Venture debt investors who typically have greater appetite for lending in higher risk cycles remain a viable — if sometimes pricey — source of financing for certain CFOs.
While not the right fit in all cases, venture lenders provide an alternative to CFOs who have seen a number of routes to fresh capital narrow amid global economic turmoil this year. Startups or companies with less predictable cash flows often gravitate toward it.
“The venture fund ecosystem is accustomed to risk, is accustomed to changing markets…and so they’re sort of prepared to continue to lend in markets that are uncertain, where more formulaic lenders can’t find the underwriting criteria,” Jennifer Post, a partner in Thompson Coburn law firm’s corporate and securities practice who has worked closely with venture debt funds, said in an interview.
Indeed, the value of publicly announced debt financing rounds raised by venture-capital-backed startups in the U.S. rose to nearly $15.9 billion in 321 deals this year through July.

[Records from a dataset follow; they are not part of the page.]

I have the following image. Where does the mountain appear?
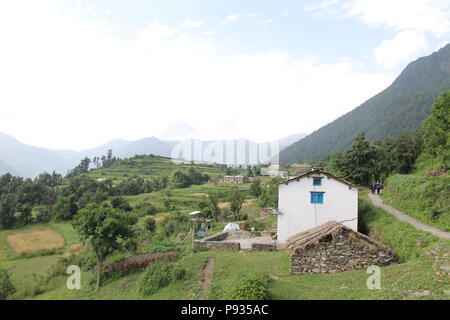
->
[0,133,78,177]
[280,44,450,163]
[0,133,305,178]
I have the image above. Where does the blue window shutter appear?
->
[317,192,323,204]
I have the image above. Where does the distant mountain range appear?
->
[280,44,450,164]
[0,133,305,178]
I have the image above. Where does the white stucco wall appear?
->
[277,176,358,245]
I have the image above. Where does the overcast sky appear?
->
[0,0,450,150]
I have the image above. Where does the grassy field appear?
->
[6,229,64,255]
[382,174,450,231]
[125,183,251,213]
[0,223,79,289]
[27,190,450,300]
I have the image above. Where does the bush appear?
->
[0,269,15,300]
[382,174,450,231]
[139,261,187,296]
[227,274,270,300]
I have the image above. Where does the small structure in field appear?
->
[277,168,358,248]
[221,176,248,183]
[287,221,397,274]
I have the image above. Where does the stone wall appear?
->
[291,230,397,274]
[252,243,277,251]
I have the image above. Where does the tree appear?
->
[199,192,222,221]
[144,217,156,236]
[338,132,375,185]
[172,170,192,188]
[247,165,254,177]
[0,268,15,300]
[250,179,262,198]
[52,195,78,221]
[230,189,244,216]
[72,201,137,290]
[111,197,133,212]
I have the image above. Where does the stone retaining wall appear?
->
[291,230,397,274]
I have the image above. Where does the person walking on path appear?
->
[370,181,375,194]
[369,193,450,240]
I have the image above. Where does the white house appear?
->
[277,169,358,247]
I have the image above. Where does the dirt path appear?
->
[200,257,215,294]
[369,193,450,240]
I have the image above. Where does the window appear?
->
[311,192,325,204]
[313,177,322,186]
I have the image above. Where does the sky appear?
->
[0,0,450,150]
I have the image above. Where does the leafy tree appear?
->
[72,202,137,290]
[247,165,254,177]
[144,217,156,235]
[337,132,375,185]
[258,178,283,208]
[250,179,262,198]
[199,192,222,221]
[111,197,133,212]
[0,268,16,300]
[230,189,244,216]
[52,195,78,221]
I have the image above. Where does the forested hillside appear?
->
[280,44,450,163]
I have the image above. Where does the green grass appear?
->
[48,222,80,249]
[88,155,239,183]
[382,174,450,231]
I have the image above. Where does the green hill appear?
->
[280,44,450,163]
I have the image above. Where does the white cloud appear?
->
[374,30,429,68]
[0,0,393,149]
[223,14,238,24]
[305,0,450,38]
[182,18,205,28]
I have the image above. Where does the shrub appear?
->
[227,274,270,300]
[0,269,15,300]
[249,220,265,231]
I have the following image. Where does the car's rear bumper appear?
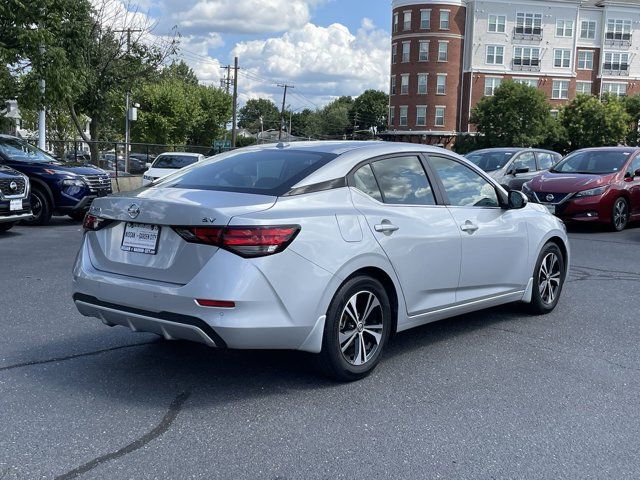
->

This is compared to $13.3 billion in 320 deals during the same seven-month period last year, according to an Aug. 3 report from Crunchbase News which tracks the data.

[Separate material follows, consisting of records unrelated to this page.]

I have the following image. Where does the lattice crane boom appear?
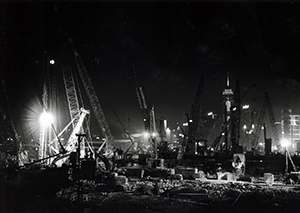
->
[71,41,113,145]
[61,56,80,129]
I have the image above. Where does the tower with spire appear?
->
[222,73,234,150]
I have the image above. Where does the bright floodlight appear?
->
[40,112,53,127]
[281,139,291,147]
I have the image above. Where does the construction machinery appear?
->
[132,63,158,159]
[251,92,279,150]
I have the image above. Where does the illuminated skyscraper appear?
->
[222,73,234,150]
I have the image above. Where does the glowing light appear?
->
[40,112,53,127]
[280,139,291,147]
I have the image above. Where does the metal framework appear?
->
[70,40,113,146]
[61,53,80,129]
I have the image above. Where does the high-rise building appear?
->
[222,73,234,150]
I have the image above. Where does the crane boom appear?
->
[70,41,113,145]
[265,92,279,146]
[61,53,80,129]
[252,92,279,151]
[51,108,90,165]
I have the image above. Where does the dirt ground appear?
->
[2,179,300,213]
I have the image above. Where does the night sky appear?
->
[0,1,300,141]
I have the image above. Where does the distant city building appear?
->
[281,109,300,153]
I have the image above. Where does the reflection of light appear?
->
[40,112,53,127]
[280,139,291,147]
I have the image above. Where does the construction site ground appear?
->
[0,178,300,213]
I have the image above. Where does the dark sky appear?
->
[0,1,300,141]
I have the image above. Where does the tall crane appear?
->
[252,92,279,149]
[131,63,150,132]
[51,108,90,165]
[70,39,115,149]
[61,53,80,129]
[132,63,158,159]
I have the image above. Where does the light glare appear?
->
[40,112,53,127]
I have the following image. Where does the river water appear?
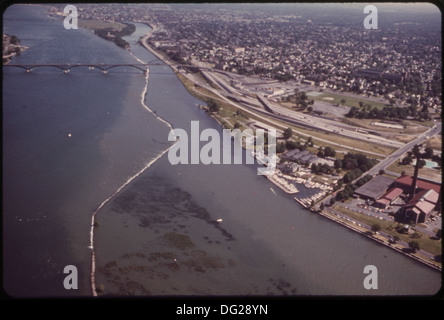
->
[3,5,441,297]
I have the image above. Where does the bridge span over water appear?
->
[3,60,166,74]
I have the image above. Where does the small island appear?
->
[3,34,29,64]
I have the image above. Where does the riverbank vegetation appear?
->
[332,204,441,256]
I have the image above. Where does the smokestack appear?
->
[410,153,421,199]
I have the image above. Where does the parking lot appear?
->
[339,198,442,236]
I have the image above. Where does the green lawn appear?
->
[333,204,441,255]
[310,92,387,109]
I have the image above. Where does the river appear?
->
[3,5,441,297]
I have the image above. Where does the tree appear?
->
[324,146,336,157]
[276,142,285,153]
[207,99,220,112]
[423,147,433,159]
[401,156,413,165]
[283,128,293,140]
[371,223,381,233]
[409,240,421,252]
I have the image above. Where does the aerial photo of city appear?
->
[2,2,442,304]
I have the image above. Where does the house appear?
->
[375,188,403,209]
[401,189,439,223]
[354,176,395,201]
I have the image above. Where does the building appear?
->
[393,176,441,194]
[354,176,395,201]
[401,189,439,223]
[284,149,319,164]
[375,188,403,209]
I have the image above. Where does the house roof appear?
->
[396,176,441,193]
[355,176,395,199]
[376,198,390,205]
[406,190,439,214]
[382,188,403,201]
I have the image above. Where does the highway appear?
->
[206,71,404,148]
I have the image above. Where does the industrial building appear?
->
[354,176,395,201]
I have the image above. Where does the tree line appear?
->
[345,104,431,120]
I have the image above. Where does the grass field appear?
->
[387,161,442,181]
[333,205,441,255]
[177,74,395,159]
[310,92,387,109]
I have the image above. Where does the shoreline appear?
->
[89,29,179,297]
[140,23,442,272]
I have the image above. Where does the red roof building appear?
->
[403,189,439,223]
[375,188,403,209]
[393,176,441,194]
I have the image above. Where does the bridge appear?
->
[3,60,166,74]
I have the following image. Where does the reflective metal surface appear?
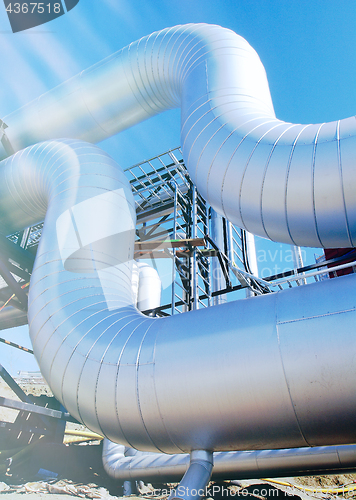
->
[0,140,356,453]
[103,443,356,482]
[0,24,356,248]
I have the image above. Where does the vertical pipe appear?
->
[245,231,258,297]
[171,182,178,316]
[211,208,227,306]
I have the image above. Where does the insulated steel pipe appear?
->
[0,24,356,248]
[103,442,356,483]
[0,140,356,453]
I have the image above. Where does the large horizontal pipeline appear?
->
[0,24,356,247]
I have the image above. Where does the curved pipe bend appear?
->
[0,140,356,453]
[2,24,356,248]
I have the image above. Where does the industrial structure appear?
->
[0,25,356,497]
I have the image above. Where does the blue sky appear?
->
[0,0,356,372]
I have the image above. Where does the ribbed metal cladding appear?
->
[3,24,356,247]
[0,140,356,453]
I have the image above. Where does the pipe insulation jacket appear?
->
[103,440,356,483]
[0,139,356,453]
[0,24,356,248]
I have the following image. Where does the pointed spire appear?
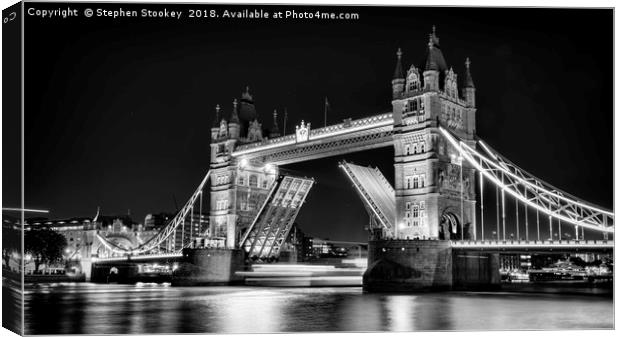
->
[230,98,239,124]
[424,26,448,71]
[465,57,475,88]
[393,48,405,80]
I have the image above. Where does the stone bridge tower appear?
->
[392,27,476,240]
[207,88,278,249]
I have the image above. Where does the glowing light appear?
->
[2,207,50,213]
[265,164,276,174]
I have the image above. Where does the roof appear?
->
[425,27,448,72]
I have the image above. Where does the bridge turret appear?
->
[463,57,476,108]
[228,98,241,140]
[269,109,280,138]
[422,26,448,91]
[211,104,220,142]
[392,48,405,99]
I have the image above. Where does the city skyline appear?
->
[17,6,613,239]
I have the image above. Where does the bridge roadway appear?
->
[92,240,614,264]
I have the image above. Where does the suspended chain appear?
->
[440,127,614,233]
[97,170,211,254]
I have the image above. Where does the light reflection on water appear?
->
[25,283,613,334]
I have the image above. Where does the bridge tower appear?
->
[207,87,278,249]
[392,27,476,240]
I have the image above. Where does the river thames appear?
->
[18,283,613,334]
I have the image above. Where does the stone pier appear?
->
[172,248,246,286]
[363,240,500,292]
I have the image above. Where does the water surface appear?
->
[25,283,613,334]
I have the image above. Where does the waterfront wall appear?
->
[172,248,246,286]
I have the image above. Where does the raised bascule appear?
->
[92,27,614,291]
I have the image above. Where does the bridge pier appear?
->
[363,240,500,292]
[90,262,138,284]
[80,258,93,282]
[172,248,245,286]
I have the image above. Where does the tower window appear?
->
[250,175,258,187]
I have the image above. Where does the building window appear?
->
[250,175,258,187]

In contrast, mergers and acquisitions (M&A) worldwide slumped 21% during the first half of 2022 compared with the same period last year, according to Refinitiv. Meanwhile, equity volatility and regulatory scrutiny have damped company’s prospects of using special purpose acquisition companies (SPACs) as an exit strategy.

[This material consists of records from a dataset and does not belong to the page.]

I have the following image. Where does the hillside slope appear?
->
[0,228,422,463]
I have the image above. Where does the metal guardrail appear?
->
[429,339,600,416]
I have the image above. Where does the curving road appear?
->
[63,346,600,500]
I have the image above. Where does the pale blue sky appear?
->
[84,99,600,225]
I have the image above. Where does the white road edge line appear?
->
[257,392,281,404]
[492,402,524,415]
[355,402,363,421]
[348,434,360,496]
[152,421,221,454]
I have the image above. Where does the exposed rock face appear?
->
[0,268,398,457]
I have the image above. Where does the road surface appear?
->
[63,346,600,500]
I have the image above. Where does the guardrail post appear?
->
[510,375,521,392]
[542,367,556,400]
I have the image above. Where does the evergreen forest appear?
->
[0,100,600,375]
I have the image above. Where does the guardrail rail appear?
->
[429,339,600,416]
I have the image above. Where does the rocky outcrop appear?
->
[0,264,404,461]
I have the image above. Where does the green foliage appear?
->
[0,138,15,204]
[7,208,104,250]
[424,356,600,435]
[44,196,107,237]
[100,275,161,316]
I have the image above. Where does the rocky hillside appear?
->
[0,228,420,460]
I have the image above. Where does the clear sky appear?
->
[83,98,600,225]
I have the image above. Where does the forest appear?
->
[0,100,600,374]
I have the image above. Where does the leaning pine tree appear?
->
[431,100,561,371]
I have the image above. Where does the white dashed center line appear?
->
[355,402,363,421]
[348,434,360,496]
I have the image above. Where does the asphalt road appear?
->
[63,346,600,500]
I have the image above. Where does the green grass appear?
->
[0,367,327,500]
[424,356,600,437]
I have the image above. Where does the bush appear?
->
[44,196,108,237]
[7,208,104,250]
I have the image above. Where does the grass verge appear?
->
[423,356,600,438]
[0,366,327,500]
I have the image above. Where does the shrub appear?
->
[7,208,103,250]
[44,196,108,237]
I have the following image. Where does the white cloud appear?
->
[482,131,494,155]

As funding options shrink, tech firms in particular are eyeing debt funds, according to Efraim Chalamish, an adjunct professor of law at NYU, writing in a July 21 piece for Global Finance magazine.
“The decline in startup funding globally and the uncertainty around raising new venture funds have brought attention to new sources of capital for technology companies to address liquidity and operational concerns via venture debt financing,” Chalamish wrote.
Weighing the cost
Finance chiefs considering venture debt should weigh the advantages and disadvantages. Venture debt is typically non-dilutive and funding levels have been rising in recent years, ranging from $2 million up to $50 million and higher, Post said.
The main drawback is that venture debt tends to be more expensive than commercial loans but the terms are generally more flexible in terms of the amount of debt available and how and when it is deployed to the company, she said. But venture lenders tend to be more partnership oriented, typically making the deal based on a company’s projected milestones, capital raising ability and a variety of metrics versus just looking at a company’s balance sheet.
“You certainly pay more for the debt capital but in return you get real partnerships from venture lenders and partners who have funded many scaling companies and understand what the choppy waters look like there and how to structure resolutions,” Post said.
The willingness of venture lenders to work with companies can come in handy if “things get skinny” and a company deviates from a plan because the venture lenders have more leeway than bank lenders have, she said.
Some of the big name venture debt players include Hercules Capital and Trinity Capital. But Post said she would advise firms to do their homework and research lenders that have deep domain expertise in the company’s sector that would be better equipped to understand a certain patent approach or metric, for example.
“You have to find the right lender,” Post said, noting that some will consider pre-revenue companies. “If they really understand the industry they might be able to take the risk.”